# Understanding manifold GL+(3,R)/SO(3) ?

I'm trying to better understand the manifold GL+(3,R)/S0(3) which is diffeomorphic to positive definite symmetric matrices. My motivation is to understand U in F = RU where F in GL+(3,R) = deformation gradient, R in S0(3), & U in GL+(3,R)/S0(3) = stretches & shears.

I think that:
(1) GL+(3,R)/SO(3) being diffeomorphic to SYMMETRIC positive definite matrices results from SO(3) not being SYMMETRIC.
(2) Any U in GL+(3,R)/SO(3) can be composed from the set of matrices consisting of all principal shears (identity matrices with 1 off-diag. non-zero entry), all principal stretches (diag. matrices with non-zero diag. entries), & the identity matrix.
(3) This set is not a group for reason given below.

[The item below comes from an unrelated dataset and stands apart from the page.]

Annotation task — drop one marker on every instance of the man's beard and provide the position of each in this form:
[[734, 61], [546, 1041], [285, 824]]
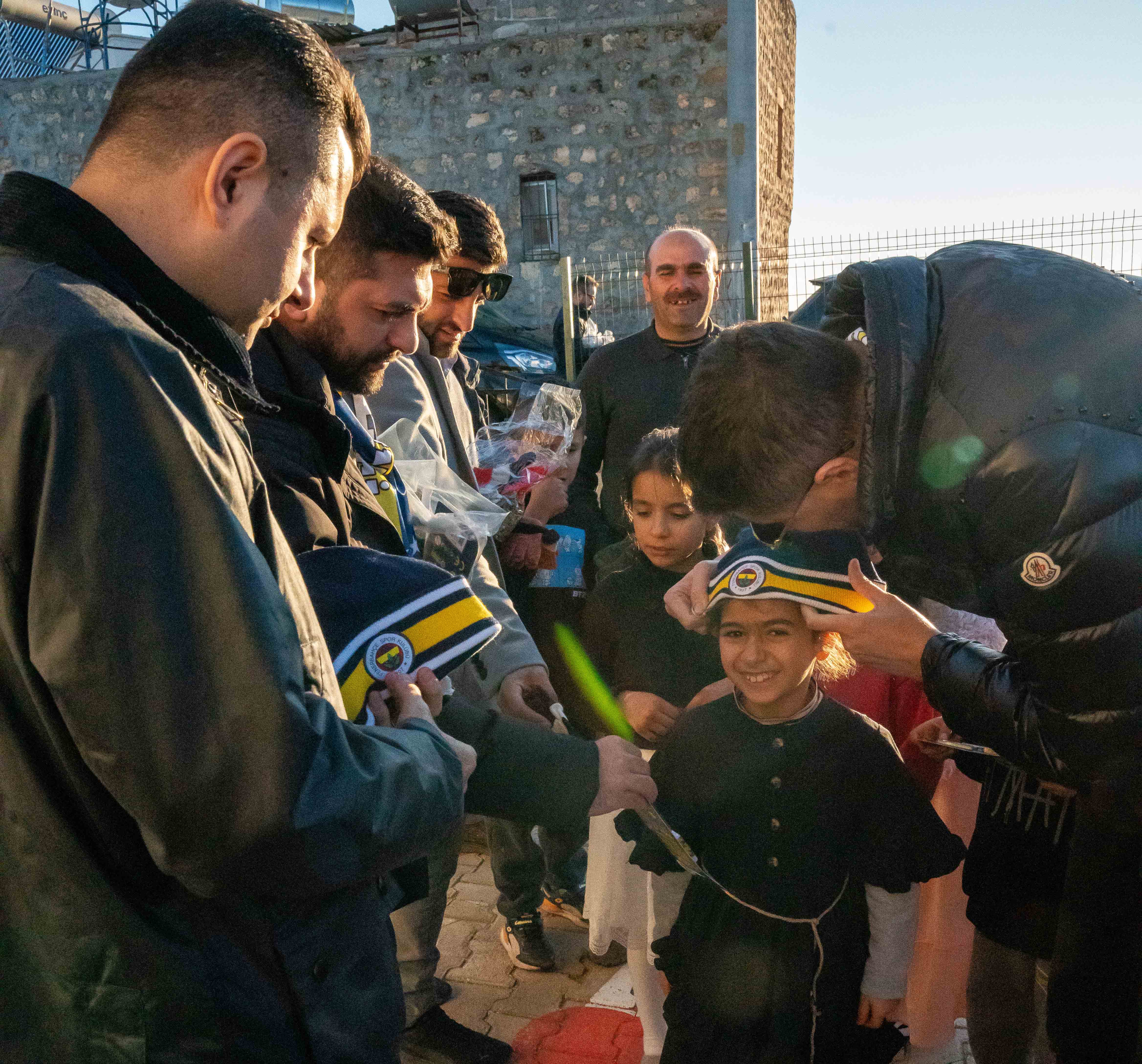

An earlier discussion Shear transformations about shear transformations has been very helpful. It highlighted that:
(a) Any upper/lower triangular matrix with 1's on diag. is a composition of shears.
(b) Any matrix with det.= 1 including (a) but also S0(3) can be decomposed into upper/lower triangular matrices with 1's on diag..
(c) Given (b), shear transformations don't form a group as SO(3) not a shear but can be composed from shear transformations.
(d) Upper (or lower) triangular matrices with 1's on diag. (i.e. composed shears) are a group but obviously not containing ALL shears since lower (or upper) triangular shear matrices missing. And, I'm assuming, composing these two groups NOT a group as per (c).

i) If my thoughts about GL+(3,R)/SO(3) in points (1) & (2) above are correct ?
ii) How, as in (b), can composing an upper & lower triangular matrix (both composed shears) result in a rotation in SO(3) ?

Sorry for such a long post !

-

$GL^+(3,R)/SO(3)$ is the space of 3 dimensional positive definite symmetric matrices because the polar decomposition of $g \in GL^+(3,R)$ is $g = o p$ , $o \in SO(3)$ and $p$ is positive definite symmetric .
The wikipedia page treats the complex case, but by repeating the computation for the real case you actually get a constructive proof why matrices $p$ are positive definite symmetric.